A _new Chapel_, of novel design, being of an amphitheatrical form, has been recently completed, from the designs of _W. Brooks_, architect. It is seated near the Catholic Chapel, in Finsbury Circus.
* * * * *
THE SKETCH-BOOK.
* * * * *
THE FIRST AND LAST CRIME.
[_Blackwood's Magazine_ for the current month contains a sketchy article under this title, which displays much of the breadth and vigour of one of Maga's contributors. Our extract is in the form of the confession of a reckless, daring spirit, who being imprisoned for murder, commits suicide. The early developement of his bad passions is admirably drawn, and altogether this is one of the most powerfully written papers that we have lately met with.]

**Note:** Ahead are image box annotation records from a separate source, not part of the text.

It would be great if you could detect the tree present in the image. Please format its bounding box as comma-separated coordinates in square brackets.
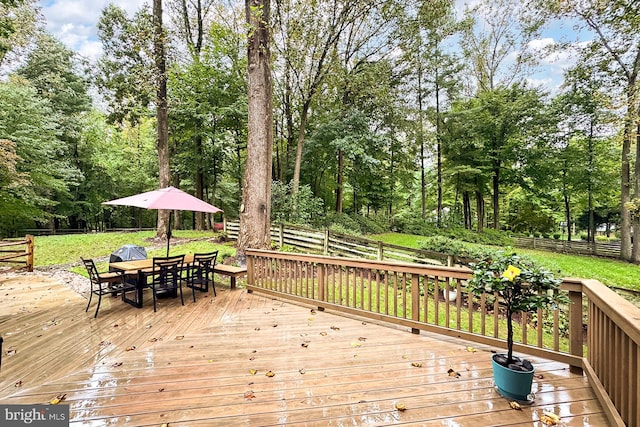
[0, 0, 40, 67]
[274, 0, 382, 197]
[95, 4, 156, 125]
[399, 0, 468, 224]
[17, 33, 91, 230]
[153, 0, 171, 240]
[237, 0, 273, 262]
[0, 76, 79, 229]
[531, 0, 640, 262]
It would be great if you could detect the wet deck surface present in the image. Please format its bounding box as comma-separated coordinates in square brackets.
[0, 274, 607, 426]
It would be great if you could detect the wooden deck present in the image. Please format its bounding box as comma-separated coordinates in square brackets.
[0, 276, 607, 426]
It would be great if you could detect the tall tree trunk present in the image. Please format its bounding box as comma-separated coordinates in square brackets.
[237, 0, 273, 263]
[588, 120, 596, 243]
[418, 56, 427, 219]
[153, 0, 171, 239]
[434, 67, 442, 227]
[291, 97, 311, 195]
[476, 190, 484, 232]
[462, 191, 472, 230]
[493, 160, 500, 230]
[631, 122, 640, 264]
[336, 149, 344, 213]
[620, 81, 640, 261]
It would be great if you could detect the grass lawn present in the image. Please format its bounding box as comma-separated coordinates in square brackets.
[369, 233, 640, 291]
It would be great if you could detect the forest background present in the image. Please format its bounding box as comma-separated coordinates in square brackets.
[0, 0, 640, 261]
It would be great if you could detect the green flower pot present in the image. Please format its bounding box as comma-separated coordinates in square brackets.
[491, 355, 535, 402]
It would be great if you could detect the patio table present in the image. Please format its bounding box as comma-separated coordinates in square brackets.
[109, 254, 193, 308]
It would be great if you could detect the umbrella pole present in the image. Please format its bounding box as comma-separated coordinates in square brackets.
[167, 210, 173, 256]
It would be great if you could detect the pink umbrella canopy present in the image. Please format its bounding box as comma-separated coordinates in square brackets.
[102, 187, 222, 256]
[103, 187, 222, 213]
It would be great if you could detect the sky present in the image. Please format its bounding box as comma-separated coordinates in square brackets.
[39, 0, 592, 92]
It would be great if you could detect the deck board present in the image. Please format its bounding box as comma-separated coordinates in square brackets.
[0, 273, 607, 426]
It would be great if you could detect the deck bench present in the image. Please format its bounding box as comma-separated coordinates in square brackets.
[213, 264, 247, 289]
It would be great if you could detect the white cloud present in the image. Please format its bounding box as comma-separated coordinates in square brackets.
[39, 0, 146, 59]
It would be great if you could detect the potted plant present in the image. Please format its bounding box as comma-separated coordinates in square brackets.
[468, 252, 568, 402]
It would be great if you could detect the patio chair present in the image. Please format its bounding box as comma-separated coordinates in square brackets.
[187, 251, 218, 302]
[149, 255, 184, 312]
[80, 258, 135, 318]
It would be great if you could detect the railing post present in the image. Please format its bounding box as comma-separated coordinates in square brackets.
[246, 255, 255, 286]
[411, 274, 426, 334]
[25, 234, 35, 272]
[322, 228, 329, 255]
[317, 264, 326, 310]
[569, 290, 584, 374]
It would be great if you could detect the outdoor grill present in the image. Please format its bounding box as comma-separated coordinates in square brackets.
[109, 245, 147, 285]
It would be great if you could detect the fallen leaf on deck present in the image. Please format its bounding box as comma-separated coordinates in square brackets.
[49, 393, 67, 405]
[540, 412, 560, 426]
[509, 400, 522, 411]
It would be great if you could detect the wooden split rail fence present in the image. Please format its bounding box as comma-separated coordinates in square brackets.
[225, 221, 472, 266]
[0, 235, 34, 271]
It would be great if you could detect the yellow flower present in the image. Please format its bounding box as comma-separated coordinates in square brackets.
[502, 265, 520, 282]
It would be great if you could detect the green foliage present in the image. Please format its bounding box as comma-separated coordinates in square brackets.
[271, 181, 323, 225]
[467, 253, 568, 363]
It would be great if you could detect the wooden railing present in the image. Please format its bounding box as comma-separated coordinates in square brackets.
[247, 250, 640, 426]
[0, 235, 34, 271]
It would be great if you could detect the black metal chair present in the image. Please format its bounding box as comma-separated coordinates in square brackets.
[149, 255, 184, 312]
[80, 258, 135, 318]
[187, 251, 218, 302]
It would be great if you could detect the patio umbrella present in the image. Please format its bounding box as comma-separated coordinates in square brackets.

I was the youngest child of three; but before I had attained my tenth year, I was an only one. I had always been the favourite of both my parents, and now I was their idol. They hung upon my existence, as a shipwrecked mariner clings to the last floating fragment of the gallant bark that bore him; they lived, but while they held by me, in the rough tossings of the ocean of life. I was not slow to discover my value in their estimation, or to exercise, in its fullest extent, the capricious tyranny of conscious power. Almost the earliest impression which my ripening mind received, was a regal immunity from error--I could do no wrong.
My education was not neglected. Alas! the only use I have ever made of what I acquired, has been to gild my vices when acted, or refine upon the manner of acting them while in contemplation. I look back, at this moment, to the period of my life I am describing, as prosperous men recall the day-spring of their fortunes. _They_, from the proud eminence on which they stand, trace, step by step, in retrospective view, the paths by which they ascended; and _I_, looking through the dark vista of my by-gone years, behold the fatal series of crimes and follies that stained their progress, stretching to my boyhood. The gay and frolic _irregularities_, as they were gently termed, of that untamed age, were the turbid source of the waters of misery in which I am now engulphed, I was a lawless planet, running at will; and the orbit I described laid waste more than one fair region of peace and happiness.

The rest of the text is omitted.